Richardson Hitchins vs. Gustavo Lemos: Date, time, how to watch, background

Richardson Hitchins vs. Gustavo Lemos: Date, time, how to watch, background.

Richardson Hitchins is scheduled to face fellow unbeaten 140-pound contender Gustavo Lemos on Saturday in Las Vegas.

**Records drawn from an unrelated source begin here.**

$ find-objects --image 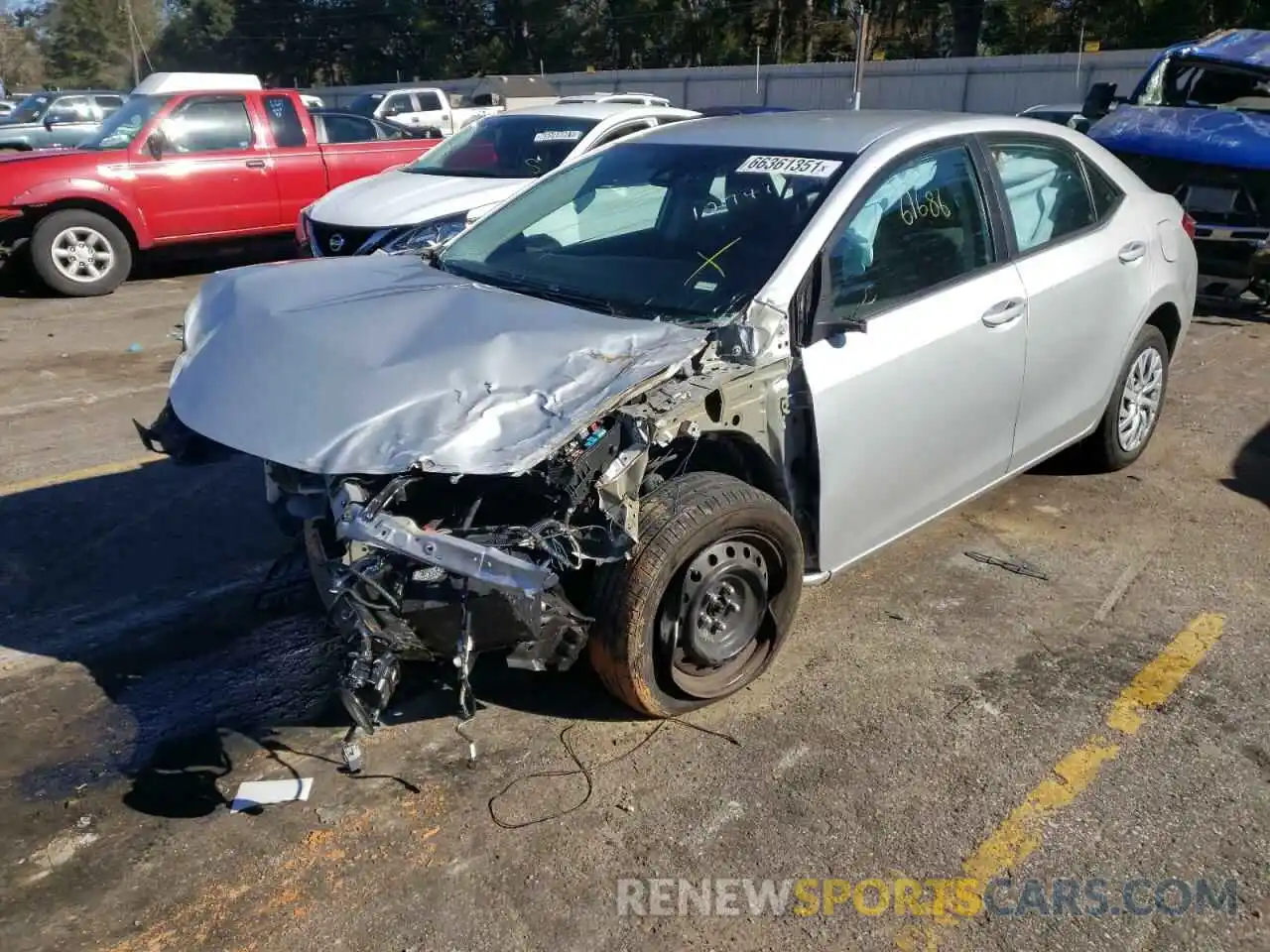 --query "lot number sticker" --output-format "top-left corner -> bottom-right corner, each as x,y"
534,130 -> 581,142
736,155 -> 842,178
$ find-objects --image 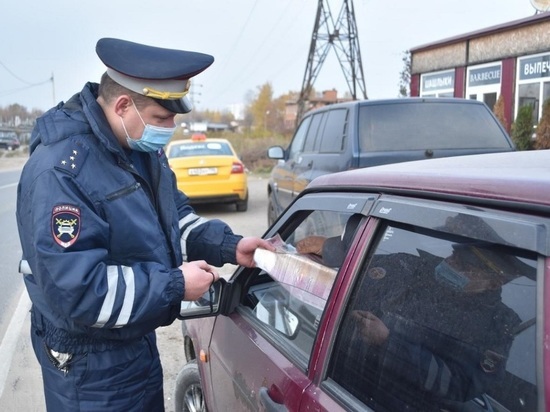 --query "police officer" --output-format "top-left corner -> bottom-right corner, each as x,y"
17,38 -> 272,411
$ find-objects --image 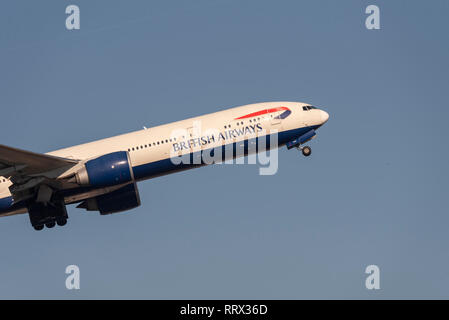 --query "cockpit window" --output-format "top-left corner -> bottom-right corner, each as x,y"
302,106 -> 316,111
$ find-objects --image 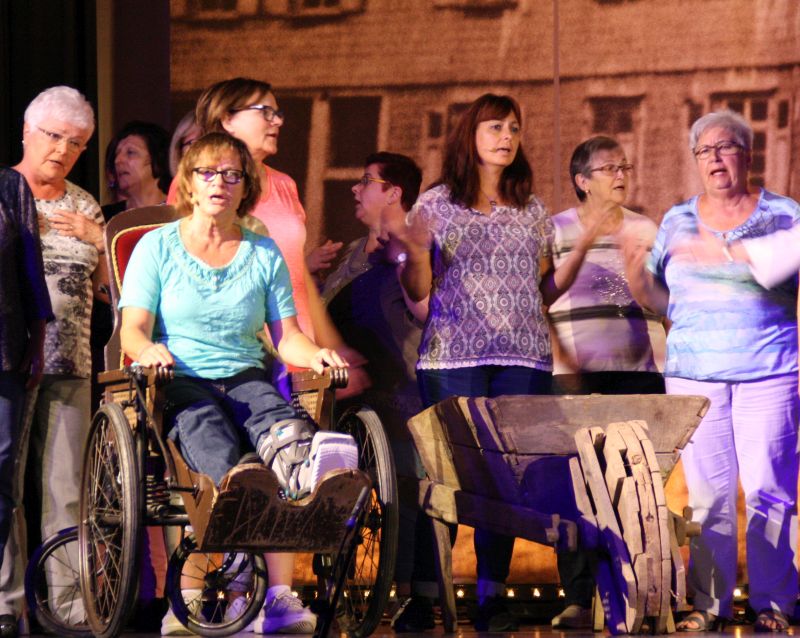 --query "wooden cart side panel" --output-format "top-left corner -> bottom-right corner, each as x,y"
475,394 -> 709,460
408,408 -> 461,489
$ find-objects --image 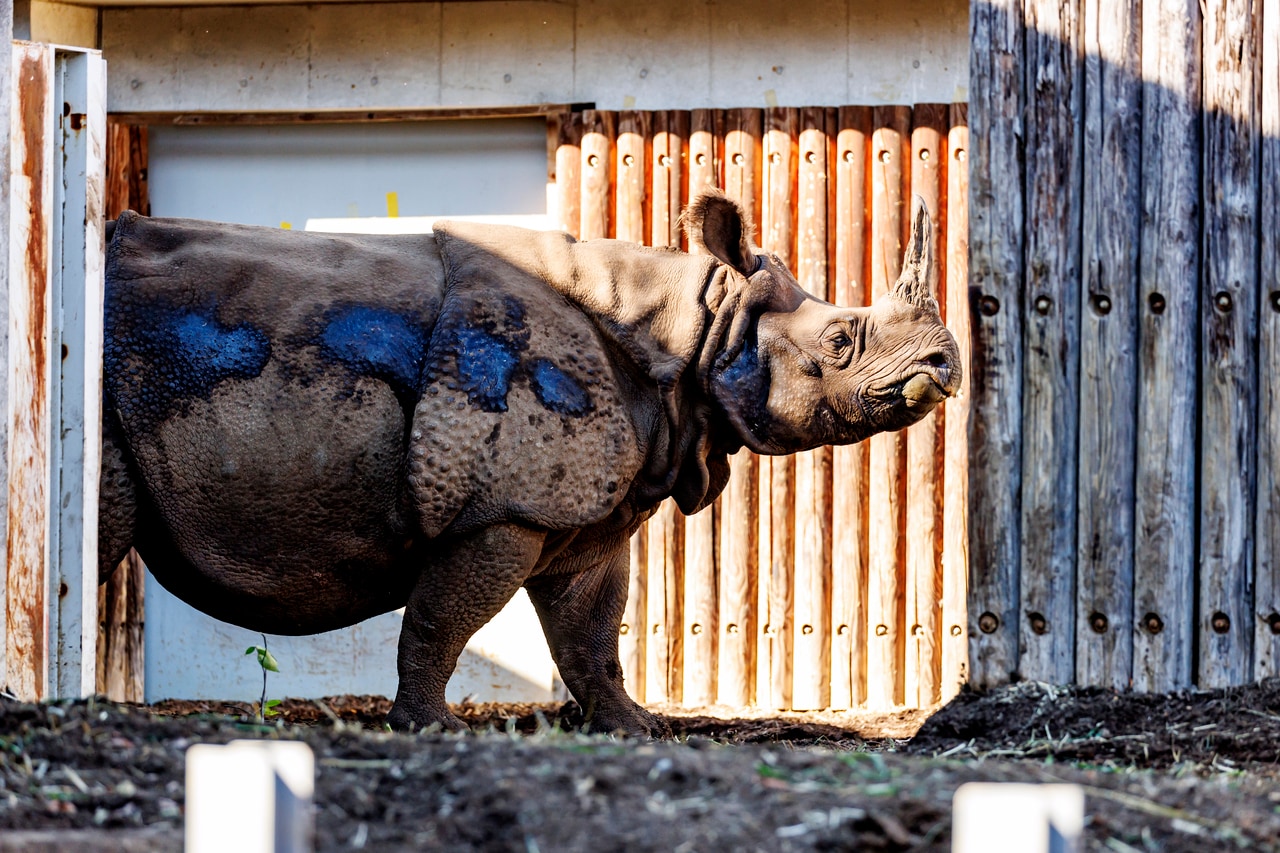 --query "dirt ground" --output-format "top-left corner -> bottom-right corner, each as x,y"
0,679 -> 1280,853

RICHARDSON HITCHINS (17-0, 7 KOs)
VS. GUSTAVO LEMOS (29-0, 19 KOs)

Richardson Hitchins (left) and Gustavo Lemos enter their fight Saturday with perfect records.  Ed Mulholland / Matchroom
  • Date: Saturday, April 6
  • Time: 8 p.m. ET / 5 p.m. PT (main event later in show)
  • Where: Fontainebleau Las Vegas, Las Vegas
  • TV/Stream: DAZN
  • Division: Junior welterweight (140 pounds)
  • At stake: No major titles
  • Pound-for-pound: None
  • Odds: Hitchins 5-1 favorite (average of multiple outlets)
  • Significance (up to five stars): ***
  • Also on the card: Diego Pacheco vs. Shawn McCalman, super middleweights; Skye Nicolson vs. Sarah Mahfoud, featherweights (for vacant WBC title); Galal Yafai vs. Agustin Mauro Gauto, flyweights; Marc Castro vs. Abraham Montoya, junior lightweights
  • Background: Hitchins is a 2016 U.S. Olympian and a rising young 140-pound contender from New York City. The 26-year-old, an excellent technician, is coming off the biggest victory of his career: a near-shutout decision over former three-time world title challenger Jose Zepeda on Sept. 23. Hitchins is ranked in the Top 3 in three of the four major sanctioning bodies, No. 2 by the WBC. Lemos is best known for his fifth-round knockout of one-time 126-pound titleholder Lee Selby at 135 pounds in March 2022, which sent the aging Welshman into retirement. The IBF’s No. 7-ranked 140-pounder also is on a run of 10 consecutive knockouts. However, he has faced no one else of note. And the 28-year-old resident of Buenos Aires has never fought outside of his native country, which makes it difficult to gauge the threat to Hitchins he will pose on Saturday.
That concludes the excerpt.